Good question as i have been dealing with this issue. I have 2010 Brute 750 and installed the hmf slip on my bike and notice the backfire on deacceleration. So i installed the hmf optimizer and still does it, but have not modify any of the settings yet, but i also discovered i had an exhaust leak at the rear cylinder pipe. Some people say a small pop on deaccel its a sound of perfectly tuned bike, but who knows im confused


----------



## Bootlegger (Dec 18, 2008)

07 BRUTE said:


> i just put hmf utility on 07 brute 750 the bike is snorked and i figured i would have to rejet but the bike runs great without rejetting. my question is when i hit ab 30 and go to decel it starts to back fire do i need to rejet or what??


at what Throttle position is it doing it at most? You may be able to shim your needles and get rid of it...just depends on what your plugs look like. Check you plugs and let me know.



fstang24 said:


> Good question as i have been dealing with this issue. I have 2010 Brute 750 and installed the hmf slip on my bike and notice the backfire on deacceleration. So i installed the hmf optimizer and still does it, but have not modify any of the settings yet, but i also discovered i had an exhaust leak at the rear cylinder pipe. Some people say a small pop on deaccel its a sound of perfectly tuned bike, but who knows im confused


No...thats not a perfectly tuned bike. If I were you I would sale the Optimizer and get a Power Commander 3 "PC3" You can have it tuned on a Wideband and then you will have a perfectly tuned bike.
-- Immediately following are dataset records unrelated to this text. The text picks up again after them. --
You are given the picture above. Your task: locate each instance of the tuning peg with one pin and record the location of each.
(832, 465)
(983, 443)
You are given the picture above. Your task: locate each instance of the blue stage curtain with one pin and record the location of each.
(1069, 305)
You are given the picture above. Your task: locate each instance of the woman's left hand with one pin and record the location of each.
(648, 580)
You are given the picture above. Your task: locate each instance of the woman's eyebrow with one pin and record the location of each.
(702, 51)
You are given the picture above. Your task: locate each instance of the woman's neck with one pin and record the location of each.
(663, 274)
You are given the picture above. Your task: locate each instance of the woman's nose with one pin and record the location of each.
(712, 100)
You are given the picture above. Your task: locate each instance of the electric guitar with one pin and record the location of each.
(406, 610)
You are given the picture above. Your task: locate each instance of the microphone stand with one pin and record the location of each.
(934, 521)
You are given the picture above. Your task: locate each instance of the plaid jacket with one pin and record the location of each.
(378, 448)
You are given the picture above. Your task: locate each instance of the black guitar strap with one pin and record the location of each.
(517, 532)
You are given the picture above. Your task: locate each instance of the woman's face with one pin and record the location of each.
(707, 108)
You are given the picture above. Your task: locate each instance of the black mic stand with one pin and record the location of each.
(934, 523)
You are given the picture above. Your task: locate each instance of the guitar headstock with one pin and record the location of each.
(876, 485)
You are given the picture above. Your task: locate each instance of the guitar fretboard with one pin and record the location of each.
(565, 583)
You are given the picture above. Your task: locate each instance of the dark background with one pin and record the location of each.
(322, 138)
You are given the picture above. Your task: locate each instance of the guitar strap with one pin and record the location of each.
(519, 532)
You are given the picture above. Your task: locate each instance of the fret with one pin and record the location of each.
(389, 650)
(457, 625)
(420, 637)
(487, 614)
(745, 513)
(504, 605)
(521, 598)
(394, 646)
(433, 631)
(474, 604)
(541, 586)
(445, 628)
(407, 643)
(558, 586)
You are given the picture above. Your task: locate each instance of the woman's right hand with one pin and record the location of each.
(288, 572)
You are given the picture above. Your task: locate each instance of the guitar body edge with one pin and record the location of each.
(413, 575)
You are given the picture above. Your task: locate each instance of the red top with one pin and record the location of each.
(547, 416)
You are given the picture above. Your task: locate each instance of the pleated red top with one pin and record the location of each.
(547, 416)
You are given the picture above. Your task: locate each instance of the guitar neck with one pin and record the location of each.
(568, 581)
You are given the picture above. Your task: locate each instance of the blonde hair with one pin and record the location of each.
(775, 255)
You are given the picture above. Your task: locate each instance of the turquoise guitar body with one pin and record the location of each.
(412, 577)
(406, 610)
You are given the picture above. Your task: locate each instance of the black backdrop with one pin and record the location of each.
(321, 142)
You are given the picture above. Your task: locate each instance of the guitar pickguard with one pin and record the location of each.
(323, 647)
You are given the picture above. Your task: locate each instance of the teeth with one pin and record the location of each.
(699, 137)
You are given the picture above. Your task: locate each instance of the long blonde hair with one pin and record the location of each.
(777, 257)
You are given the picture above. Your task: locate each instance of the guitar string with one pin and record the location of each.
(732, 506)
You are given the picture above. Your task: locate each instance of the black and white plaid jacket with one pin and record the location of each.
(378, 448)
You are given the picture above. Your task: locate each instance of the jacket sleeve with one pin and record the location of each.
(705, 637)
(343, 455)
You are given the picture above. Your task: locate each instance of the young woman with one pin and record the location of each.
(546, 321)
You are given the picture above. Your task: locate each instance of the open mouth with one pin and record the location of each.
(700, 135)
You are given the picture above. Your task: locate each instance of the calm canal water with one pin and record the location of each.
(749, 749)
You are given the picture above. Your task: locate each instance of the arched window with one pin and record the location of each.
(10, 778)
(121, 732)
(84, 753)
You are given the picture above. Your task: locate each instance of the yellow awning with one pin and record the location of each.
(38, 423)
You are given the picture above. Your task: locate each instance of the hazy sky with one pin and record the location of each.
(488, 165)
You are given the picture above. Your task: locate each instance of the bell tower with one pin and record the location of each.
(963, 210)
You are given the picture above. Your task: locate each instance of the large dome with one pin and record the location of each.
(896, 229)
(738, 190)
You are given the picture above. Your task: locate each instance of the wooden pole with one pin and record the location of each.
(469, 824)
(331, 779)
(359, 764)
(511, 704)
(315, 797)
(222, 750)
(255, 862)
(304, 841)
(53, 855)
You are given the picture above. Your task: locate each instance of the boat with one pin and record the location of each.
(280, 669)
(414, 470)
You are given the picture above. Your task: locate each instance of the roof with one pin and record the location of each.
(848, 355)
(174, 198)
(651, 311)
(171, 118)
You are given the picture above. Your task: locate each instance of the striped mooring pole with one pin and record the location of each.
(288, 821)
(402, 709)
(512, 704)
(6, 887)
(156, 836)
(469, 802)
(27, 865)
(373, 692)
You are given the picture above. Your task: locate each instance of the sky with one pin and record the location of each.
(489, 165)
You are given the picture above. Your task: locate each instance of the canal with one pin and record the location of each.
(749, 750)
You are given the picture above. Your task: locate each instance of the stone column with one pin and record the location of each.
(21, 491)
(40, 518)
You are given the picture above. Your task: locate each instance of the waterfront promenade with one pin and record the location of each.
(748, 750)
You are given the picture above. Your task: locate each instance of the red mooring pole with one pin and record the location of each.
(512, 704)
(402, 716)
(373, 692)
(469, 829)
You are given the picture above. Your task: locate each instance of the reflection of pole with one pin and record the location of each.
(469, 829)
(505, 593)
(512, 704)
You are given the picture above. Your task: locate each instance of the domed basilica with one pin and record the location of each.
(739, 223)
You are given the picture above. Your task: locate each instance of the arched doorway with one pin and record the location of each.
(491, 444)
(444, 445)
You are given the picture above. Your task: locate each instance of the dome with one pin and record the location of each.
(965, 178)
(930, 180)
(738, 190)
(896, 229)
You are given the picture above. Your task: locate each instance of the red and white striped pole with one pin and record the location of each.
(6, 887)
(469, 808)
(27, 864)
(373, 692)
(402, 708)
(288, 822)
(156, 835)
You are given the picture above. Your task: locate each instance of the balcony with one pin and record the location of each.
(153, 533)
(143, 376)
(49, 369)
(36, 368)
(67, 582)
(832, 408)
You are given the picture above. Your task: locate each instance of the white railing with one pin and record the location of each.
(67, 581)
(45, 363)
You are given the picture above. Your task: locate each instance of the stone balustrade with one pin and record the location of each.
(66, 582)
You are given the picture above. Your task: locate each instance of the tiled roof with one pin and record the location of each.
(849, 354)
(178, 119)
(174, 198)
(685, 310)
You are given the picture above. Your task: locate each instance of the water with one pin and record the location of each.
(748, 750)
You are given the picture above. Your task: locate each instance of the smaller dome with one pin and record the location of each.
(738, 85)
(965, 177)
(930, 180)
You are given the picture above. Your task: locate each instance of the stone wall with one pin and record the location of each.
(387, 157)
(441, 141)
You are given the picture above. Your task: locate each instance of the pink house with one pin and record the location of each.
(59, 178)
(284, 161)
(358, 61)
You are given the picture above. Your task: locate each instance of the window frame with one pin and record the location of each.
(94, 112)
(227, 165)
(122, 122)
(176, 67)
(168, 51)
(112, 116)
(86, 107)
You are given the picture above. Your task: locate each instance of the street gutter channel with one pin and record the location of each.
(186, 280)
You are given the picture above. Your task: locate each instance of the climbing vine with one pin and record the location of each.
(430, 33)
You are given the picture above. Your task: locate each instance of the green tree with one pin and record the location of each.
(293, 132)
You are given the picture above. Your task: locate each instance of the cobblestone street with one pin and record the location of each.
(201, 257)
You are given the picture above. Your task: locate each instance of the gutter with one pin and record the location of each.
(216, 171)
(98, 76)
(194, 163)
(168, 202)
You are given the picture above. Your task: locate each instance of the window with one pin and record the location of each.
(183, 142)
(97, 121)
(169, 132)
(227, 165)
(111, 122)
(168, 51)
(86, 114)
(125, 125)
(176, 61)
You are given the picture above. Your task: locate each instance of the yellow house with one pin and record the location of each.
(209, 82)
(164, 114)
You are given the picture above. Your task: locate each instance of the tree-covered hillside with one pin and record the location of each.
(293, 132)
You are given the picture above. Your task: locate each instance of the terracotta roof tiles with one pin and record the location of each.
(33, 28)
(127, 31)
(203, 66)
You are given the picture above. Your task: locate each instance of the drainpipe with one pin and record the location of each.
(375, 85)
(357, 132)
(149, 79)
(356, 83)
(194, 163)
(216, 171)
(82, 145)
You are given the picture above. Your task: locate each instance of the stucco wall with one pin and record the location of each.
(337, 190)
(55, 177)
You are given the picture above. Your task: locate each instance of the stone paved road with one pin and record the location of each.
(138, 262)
The Optimizer you cannot take away fuel....but you can with the PC3. With the PC3 you can tune it at every 20% throttle position. Trust me...once its tuned on a wideband you can tell the difference. The Optimizer is only good if you just have a Pipe.


----------



## fstang24 (Jan 9, 2010)

no reason to take away fuel if my bike is running lean, popping is a condition of a bike running lean, the optimizer only ads fuel and cannot take away fuel past the factory setting. i only plan to run a slip on nothing else, dont need snorkels or any other stuff, dont water ride or submerge in mud, my bike is a trail bike, most people dont know the meaning of that


----------



## zacksbf (Sep 11, 2009)

ohh a trail bike. I remember someone else had one of those one time and they told me about it. I have just never actually seen one. 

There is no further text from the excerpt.